Six million dollar ham said:


> This from a governor.  Is such garbage really necessary? No, it's not necessary, but he's in politics so he's always going to be talking about something.
> Gee for such equal regard, why the need for distinction?


 Because he'll identify with more people then he'll alienate.


----------



## crackerdave (Jan 23, 2011)

Six million dollar ham said:


> You're out of line.



Nope - he's dead on the money.


----------



## jmharris23 (Jan 23, 2011)

Six what I think you are not realizing here is that you are trying to get those of us who are spiritual to see things in a non spiritual light. 

It's not gonna happen. I get what you're saying but the reality is if a Hindu or a Muslim says to me that he is not my brother then it would not affect me in the least, because he is not. 

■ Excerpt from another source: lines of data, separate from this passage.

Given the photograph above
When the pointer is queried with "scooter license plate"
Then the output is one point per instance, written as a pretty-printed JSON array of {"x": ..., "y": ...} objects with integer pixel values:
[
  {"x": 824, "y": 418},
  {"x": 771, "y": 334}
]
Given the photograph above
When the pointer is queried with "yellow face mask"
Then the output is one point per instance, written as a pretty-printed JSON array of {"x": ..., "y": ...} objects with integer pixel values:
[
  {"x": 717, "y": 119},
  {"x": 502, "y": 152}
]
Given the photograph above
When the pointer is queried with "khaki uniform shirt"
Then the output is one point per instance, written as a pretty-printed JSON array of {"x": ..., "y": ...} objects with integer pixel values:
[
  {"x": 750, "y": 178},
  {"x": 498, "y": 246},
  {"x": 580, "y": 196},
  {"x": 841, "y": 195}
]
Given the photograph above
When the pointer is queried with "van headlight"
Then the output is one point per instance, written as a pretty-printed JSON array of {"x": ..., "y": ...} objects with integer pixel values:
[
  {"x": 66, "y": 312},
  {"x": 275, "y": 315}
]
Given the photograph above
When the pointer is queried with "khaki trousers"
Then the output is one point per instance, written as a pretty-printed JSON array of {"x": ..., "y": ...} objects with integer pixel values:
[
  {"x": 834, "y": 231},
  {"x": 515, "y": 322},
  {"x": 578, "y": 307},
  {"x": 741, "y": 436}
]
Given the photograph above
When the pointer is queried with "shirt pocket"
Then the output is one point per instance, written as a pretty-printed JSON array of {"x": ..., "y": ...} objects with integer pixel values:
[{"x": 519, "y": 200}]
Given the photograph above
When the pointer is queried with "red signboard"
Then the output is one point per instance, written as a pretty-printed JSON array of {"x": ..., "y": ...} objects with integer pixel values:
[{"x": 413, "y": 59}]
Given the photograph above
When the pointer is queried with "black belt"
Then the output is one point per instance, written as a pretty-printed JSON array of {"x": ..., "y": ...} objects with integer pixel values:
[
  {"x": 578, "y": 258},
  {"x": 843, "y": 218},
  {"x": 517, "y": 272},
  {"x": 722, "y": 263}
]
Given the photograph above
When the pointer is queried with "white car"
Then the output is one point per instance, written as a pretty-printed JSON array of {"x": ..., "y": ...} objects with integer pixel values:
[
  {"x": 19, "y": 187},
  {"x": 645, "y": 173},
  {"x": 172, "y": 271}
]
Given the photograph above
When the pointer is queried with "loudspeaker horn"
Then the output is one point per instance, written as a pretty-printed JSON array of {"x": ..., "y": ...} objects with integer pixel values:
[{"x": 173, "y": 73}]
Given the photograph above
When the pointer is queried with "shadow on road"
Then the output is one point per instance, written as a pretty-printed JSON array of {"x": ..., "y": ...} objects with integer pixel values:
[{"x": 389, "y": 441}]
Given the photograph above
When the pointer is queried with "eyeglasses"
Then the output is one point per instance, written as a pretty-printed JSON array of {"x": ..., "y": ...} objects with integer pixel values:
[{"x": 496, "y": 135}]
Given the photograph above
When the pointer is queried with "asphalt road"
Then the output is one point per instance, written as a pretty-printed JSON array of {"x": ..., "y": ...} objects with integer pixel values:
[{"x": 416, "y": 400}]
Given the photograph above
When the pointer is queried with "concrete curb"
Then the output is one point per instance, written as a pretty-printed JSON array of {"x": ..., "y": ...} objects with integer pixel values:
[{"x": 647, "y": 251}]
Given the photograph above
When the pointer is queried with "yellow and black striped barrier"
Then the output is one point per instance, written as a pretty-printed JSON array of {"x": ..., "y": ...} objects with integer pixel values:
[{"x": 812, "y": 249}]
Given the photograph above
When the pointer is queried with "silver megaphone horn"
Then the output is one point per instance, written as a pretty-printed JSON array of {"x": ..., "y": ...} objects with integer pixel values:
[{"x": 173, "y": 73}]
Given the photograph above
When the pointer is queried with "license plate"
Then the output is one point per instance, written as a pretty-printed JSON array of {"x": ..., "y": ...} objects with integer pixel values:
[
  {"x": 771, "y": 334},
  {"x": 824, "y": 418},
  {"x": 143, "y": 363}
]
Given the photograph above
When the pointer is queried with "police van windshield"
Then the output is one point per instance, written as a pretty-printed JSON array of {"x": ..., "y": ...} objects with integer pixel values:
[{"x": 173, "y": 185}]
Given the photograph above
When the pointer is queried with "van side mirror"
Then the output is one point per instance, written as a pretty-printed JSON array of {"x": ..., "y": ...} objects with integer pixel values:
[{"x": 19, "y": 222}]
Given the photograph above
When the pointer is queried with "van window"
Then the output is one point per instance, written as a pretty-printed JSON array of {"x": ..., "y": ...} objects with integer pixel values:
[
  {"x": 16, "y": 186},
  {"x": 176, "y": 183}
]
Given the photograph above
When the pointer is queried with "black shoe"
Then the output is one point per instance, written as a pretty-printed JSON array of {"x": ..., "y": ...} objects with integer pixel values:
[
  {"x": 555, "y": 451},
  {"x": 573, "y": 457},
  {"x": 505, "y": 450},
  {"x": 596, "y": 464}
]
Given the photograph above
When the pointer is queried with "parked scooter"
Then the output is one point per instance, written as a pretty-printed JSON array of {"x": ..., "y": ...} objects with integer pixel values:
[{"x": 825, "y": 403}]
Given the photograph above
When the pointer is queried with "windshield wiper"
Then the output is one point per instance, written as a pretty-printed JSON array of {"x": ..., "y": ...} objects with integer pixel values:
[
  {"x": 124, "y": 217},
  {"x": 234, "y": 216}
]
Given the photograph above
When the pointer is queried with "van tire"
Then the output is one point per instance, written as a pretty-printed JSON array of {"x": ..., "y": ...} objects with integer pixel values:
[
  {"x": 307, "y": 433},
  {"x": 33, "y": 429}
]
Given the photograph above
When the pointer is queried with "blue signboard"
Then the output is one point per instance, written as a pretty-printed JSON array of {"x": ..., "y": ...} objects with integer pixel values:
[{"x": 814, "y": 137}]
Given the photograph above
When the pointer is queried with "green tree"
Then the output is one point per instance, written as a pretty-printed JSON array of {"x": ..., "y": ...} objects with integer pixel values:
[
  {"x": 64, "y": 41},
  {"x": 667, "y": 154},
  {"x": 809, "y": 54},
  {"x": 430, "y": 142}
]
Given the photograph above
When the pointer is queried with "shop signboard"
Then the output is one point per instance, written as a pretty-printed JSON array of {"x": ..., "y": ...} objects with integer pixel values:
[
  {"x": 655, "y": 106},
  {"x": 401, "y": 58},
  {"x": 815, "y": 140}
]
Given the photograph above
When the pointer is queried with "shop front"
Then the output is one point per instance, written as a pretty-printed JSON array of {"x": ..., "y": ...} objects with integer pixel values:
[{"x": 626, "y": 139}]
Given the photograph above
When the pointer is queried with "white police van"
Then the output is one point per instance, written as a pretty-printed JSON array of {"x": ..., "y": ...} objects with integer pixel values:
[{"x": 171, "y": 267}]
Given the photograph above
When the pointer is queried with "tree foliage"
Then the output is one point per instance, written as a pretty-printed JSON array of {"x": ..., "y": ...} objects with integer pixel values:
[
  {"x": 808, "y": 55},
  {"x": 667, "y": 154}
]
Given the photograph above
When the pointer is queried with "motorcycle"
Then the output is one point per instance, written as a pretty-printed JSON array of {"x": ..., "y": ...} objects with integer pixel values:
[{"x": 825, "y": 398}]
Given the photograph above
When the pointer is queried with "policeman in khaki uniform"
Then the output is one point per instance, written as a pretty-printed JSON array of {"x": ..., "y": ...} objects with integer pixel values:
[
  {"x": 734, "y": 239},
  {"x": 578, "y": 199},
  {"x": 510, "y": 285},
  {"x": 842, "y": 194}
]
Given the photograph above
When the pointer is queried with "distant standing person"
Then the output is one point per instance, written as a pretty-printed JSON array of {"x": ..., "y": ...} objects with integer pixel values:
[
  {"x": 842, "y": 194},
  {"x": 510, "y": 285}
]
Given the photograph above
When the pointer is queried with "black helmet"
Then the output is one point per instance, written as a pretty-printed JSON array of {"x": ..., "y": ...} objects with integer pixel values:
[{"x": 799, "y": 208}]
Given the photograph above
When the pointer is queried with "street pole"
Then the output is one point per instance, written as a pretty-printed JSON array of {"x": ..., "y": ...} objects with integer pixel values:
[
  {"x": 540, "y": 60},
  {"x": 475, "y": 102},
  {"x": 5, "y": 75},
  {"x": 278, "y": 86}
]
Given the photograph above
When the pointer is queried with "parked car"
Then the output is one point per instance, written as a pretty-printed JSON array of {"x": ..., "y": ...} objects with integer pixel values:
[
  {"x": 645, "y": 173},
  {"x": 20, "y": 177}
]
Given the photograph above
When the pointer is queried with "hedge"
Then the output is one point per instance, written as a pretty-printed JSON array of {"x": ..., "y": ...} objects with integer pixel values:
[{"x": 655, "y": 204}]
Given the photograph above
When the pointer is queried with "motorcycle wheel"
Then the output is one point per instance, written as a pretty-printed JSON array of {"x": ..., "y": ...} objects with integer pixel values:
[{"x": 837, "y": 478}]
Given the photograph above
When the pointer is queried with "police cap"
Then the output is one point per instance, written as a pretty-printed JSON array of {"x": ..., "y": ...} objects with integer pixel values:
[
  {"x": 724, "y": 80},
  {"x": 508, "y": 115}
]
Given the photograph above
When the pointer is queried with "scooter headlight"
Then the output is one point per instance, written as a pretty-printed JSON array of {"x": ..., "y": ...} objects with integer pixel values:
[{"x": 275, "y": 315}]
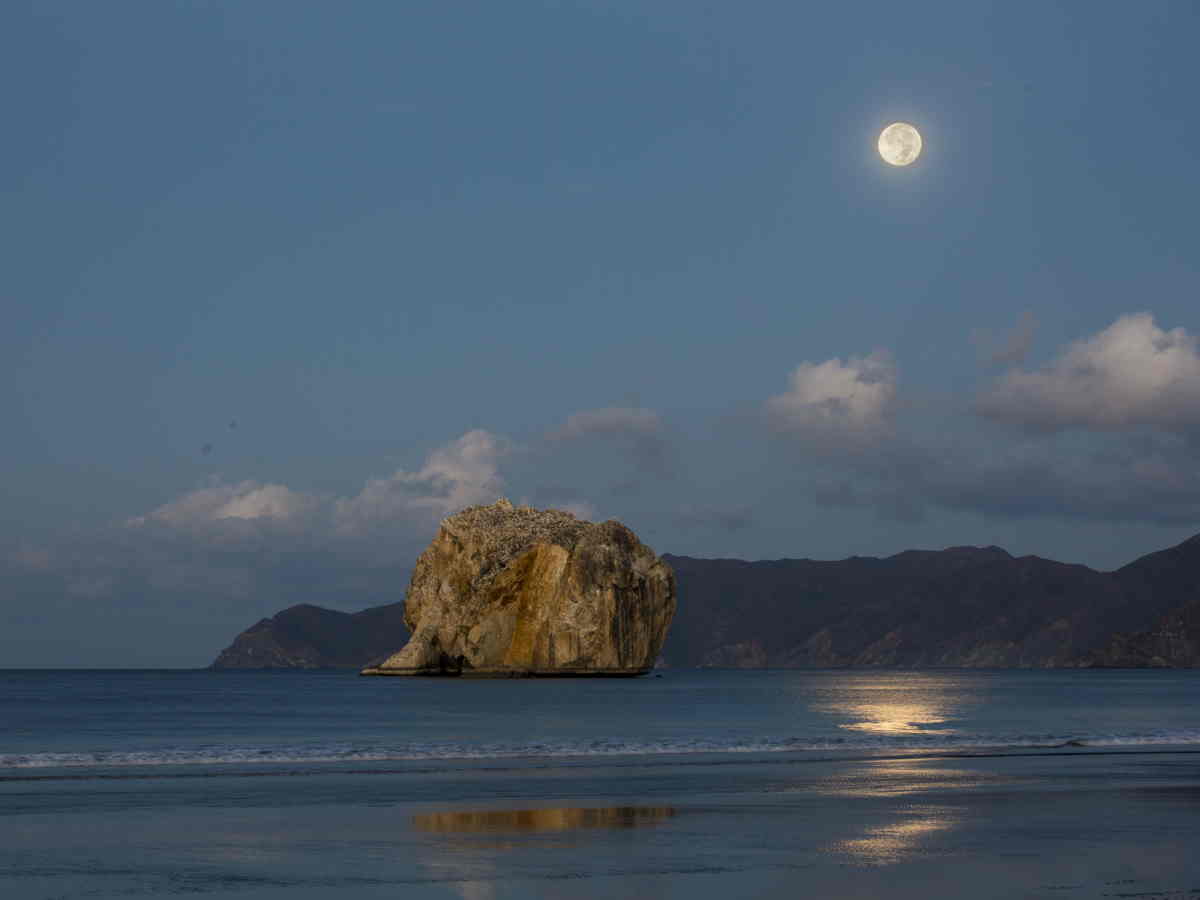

You say you are not trolling and maybe you are not, but to most in here it seems you posted this just to get a rise out of us who are believers. 

It also seems that maybe you're not happy with the way those who are believers are reacting to you. I would think that you wouldn't be surprised at our reaction, and that maybe even you anticipated it while posting this.


----------



## Six million dollar ham (Jan 23, 2011)

jmharris23 said:


> Six what I think you are not realizing here is that you are trying to get those of us who are spiritual to see things in a non spiritual light.



I just had a simple question about the governor's speech.


> Is such garbage really necessary?





jmharris23 said:


> It's not gonna happen. I get what you're saying but the reality is if a Hindu or a Muslim says to me that he is not my brother then it would not affect me in the least, because he is not.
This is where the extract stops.